Announcement

Collapse
No announcement yet.
X
  • Filter
  • Time
  • Show
Clear All
new posts

  • loop in parallel with tokenize, comma as delimiter

    I'm currently using Stata for data management. Inspired by Nick Cox' (2021) paper "Speaking Stata: Loops in parallel", I'm experimenting with -tokenize-.

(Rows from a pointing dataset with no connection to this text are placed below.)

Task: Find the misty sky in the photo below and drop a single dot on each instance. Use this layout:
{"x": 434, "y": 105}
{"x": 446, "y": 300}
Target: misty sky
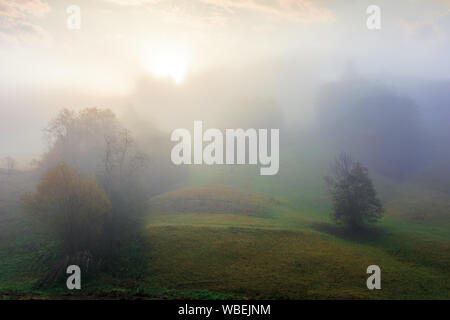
{"x": 161, "y": 60}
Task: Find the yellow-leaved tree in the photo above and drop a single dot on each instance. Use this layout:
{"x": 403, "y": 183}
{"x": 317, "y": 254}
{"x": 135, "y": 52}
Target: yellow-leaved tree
{"x": 74, "y": 209}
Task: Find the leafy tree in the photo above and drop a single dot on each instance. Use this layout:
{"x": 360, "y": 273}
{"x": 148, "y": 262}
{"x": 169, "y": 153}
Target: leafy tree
{"x": 94, "y": 141}
{"x": 74, "y": 210}
{"x": 355, "y": 201}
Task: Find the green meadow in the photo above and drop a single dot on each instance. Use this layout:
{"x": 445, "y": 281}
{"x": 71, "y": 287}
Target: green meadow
{"x": 228, "y": 233}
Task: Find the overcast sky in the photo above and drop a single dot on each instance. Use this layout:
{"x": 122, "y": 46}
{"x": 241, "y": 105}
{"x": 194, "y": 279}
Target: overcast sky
{"x": 187, "y": 54}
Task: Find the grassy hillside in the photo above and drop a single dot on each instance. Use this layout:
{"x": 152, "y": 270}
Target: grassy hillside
{"x": 230, "y": 233}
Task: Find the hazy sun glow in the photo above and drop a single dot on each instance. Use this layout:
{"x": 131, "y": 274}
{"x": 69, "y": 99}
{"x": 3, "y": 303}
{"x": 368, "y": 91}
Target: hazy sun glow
{"x": 169, "y": 63}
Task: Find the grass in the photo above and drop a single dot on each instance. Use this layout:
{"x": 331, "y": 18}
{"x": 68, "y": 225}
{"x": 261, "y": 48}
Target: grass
{"x": 230, "y": 233}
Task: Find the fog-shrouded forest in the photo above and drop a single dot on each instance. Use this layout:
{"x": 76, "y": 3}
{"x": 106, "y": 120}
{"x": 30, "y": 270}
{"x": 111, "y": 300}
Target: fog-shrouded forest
{"x": 86, "y": 176}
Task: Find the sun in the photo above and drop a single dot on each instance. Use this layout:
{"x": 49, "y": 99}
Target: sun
{"x": 168, "y": 64}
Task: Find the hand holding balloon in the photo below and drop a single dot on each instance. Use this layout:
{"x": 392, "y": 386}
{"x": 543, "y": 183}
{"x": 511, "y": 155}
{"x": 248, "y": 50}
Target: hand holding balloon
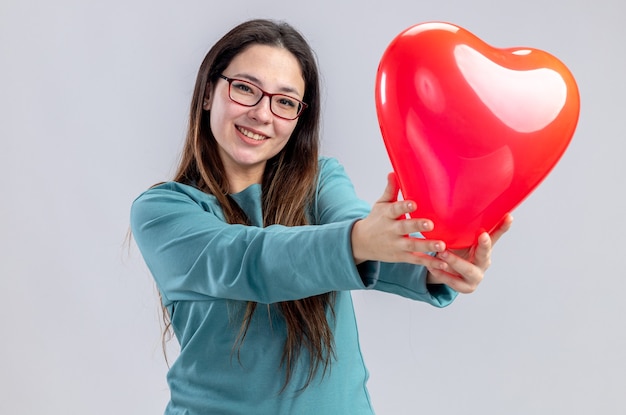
{"x": 466, "y": 267}
{"x": 470, "y": 129}
{"x": 381, "y": 236}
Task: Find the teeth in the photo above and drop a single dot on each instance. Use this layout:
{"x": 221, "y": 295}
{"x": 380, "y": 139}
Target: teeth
{"x": 251, "y": 135}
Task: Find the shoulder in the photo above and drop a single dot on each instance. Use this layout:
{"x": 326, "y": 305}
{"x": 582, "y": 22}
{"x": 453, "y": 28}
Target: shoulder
{"x": 172, "y": 196}
{"x": 175, "y": 190}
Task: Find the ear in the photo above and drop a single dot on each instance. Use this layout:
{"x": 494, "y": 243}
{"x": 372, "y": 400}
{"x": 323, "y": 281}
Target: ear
{"x": 206, "y": 101}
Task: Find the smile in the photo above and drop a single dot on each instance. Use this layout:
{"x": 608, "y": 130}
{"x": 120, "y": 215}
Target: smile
{"x": 250, "y": 134}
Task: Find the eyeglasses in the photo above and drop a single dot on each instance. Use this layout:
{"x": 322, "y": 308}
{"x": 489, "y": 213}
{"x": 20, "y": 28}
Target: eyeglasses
{"x": 247, "y": 94}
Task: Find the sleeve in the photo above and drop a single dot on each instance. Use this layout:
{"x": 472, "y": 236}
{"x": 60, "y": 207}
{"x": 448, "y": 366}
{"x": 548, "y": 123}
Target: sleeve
{"x": 193, "y": 254}
{"x": 337, "y": 201}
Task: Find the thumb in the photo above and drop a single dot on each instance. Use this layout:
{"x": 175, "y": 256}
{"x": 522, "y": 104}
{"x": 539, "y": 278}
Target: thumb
{"x": 391, "y": 191}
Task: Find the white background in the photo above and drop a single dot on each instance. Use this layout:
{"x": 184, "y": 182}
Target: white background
{"x": 93, "y": 104}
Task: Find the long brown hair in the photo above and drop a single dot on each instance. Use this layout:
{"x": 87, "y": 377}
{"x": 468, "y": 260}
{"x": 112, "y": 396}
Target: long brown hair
{"x": 288, "y": 183}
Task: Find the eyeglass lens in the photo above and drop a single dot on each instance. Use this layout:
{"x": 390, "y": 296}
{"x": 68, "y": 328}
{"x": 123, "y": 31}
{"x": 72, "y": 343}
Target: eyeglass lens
{"x": 249, "y": 94}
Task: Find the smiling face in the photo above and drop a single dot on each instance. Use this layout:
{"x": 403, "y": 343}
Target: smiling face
{"x": 249, "y": 136}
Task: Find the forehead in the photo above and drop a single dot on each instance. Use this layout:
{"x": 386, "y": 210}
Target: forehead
{"x": 271, "y": 67}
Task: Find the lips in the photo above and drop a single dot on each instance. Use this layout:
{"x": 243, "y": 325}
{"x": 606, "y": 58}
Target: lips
{"x": 251, "y": 135}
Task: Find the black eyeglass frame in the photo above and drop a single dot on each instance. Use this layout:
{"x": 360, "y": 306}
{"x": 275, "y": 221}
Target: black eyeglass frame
{"x": 302, "y": 107}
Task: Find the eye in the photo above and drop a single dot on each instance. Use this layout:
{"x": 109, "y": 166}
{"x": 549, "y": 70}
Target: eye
{"x": 243, "y": 87}
{"x": 286, "y": 102}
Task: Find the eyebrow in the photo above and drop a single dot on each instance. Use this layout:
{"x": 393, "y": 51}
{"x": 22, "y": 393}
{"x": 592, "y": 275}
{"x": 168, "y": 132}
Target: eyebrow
{"x": 255, "y": 80}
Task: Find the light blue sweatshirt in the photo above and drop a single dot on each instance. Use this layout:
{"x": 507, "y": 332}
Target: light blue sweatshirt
{"x": 206, "y": 270}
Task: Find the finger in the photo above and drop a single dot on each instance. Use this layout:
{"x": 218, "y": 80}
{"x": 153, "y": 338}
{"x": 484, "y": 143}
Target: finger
{"x": 482, "y": 254}
{"x": 460, "y": 267}
{"x": 409, "y": 226}
{"x": 424, "y": 245}
{"x": 455, "y": 282}
{"x": 502, "y": 228}
{"x": 391, "y": 191}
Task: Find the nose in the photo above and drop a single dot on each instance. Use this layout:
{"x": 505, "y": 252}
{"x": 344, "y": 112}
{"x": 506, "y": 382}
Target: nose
{"x": 261, "y": 111}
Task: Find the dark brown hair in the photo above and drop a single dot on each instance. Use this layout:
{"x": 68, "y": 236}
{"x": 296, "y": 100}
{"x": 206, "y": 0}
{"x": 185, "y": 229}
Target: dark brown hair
{"x": 288, "y": 182}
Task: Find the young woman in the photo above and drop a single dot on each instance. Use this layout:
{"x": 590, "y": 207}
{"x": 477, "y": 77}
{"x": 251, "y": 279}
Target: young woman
{"x": 257, "y": 242}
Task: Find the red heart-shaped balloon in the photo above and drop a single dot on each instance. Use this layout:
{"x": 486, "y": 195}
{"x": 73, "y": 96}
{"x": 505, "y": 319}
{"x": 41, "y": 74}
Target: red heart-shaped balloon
{"x": 471, "y": 129}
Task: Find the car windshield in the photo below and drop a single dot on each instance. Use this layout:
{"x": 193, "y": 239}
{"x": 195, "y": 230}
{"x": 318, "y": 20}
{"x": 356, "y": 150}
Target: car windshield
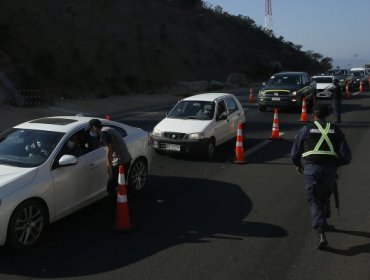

    The first chunk of code below seems to work as expected. But I thought I would be able to ask -tokenize- to separate "tokens" by comma as a delimiter.
    (The reason for not simply using single spaces between each word/token, is that I want the words in the local macros to line up, as shown below, making it easy to check that my code is correct. Also, a clarification: I intenionally avoid retaining the original variable names as I never modify the original data. So, I use -rename- rather than -clonevariable-.)


    Code:
    // Define local macros of item names, one for Norwegian and one for English
    local nor_items "alene, gange, hjelp_1, hjelp_2, hjelp_3, hjelp_4, hjelp_5"
    local eng_items "alone, dist,  Nclean,  Ngroc,   Nrep,    Ndigi,   Nbed"
    
    foreach parent in mo fa {
        // Loop through the items
        while "`nor_items'" != "" & "`eng_items'" != "" {
            // Get the current token from each macro
            gettoken nor_item nor_items: nor_items
            gettoken eng_item eng_items: eng_items
    
            // Remove the comma from the current tokens
            local nor_item = subinstr("`nor_item'", ",", "", 1)
            local eng_item = subinstr("`eng_item'", ",", "", 1)
    
            // Rename variables
            fre `parent'r`nor_item'
            rename `parent'r`nor_item' `parent'_`eng_item' 
            
            // Recode missing values
            recode `parent'_`eng_item' (9996/9999 = .)
        }
    }
    I'm looking at the manual for -tokenize- (https://www.stata.com/manuals/pgettoken.pdf) and do find the option parse().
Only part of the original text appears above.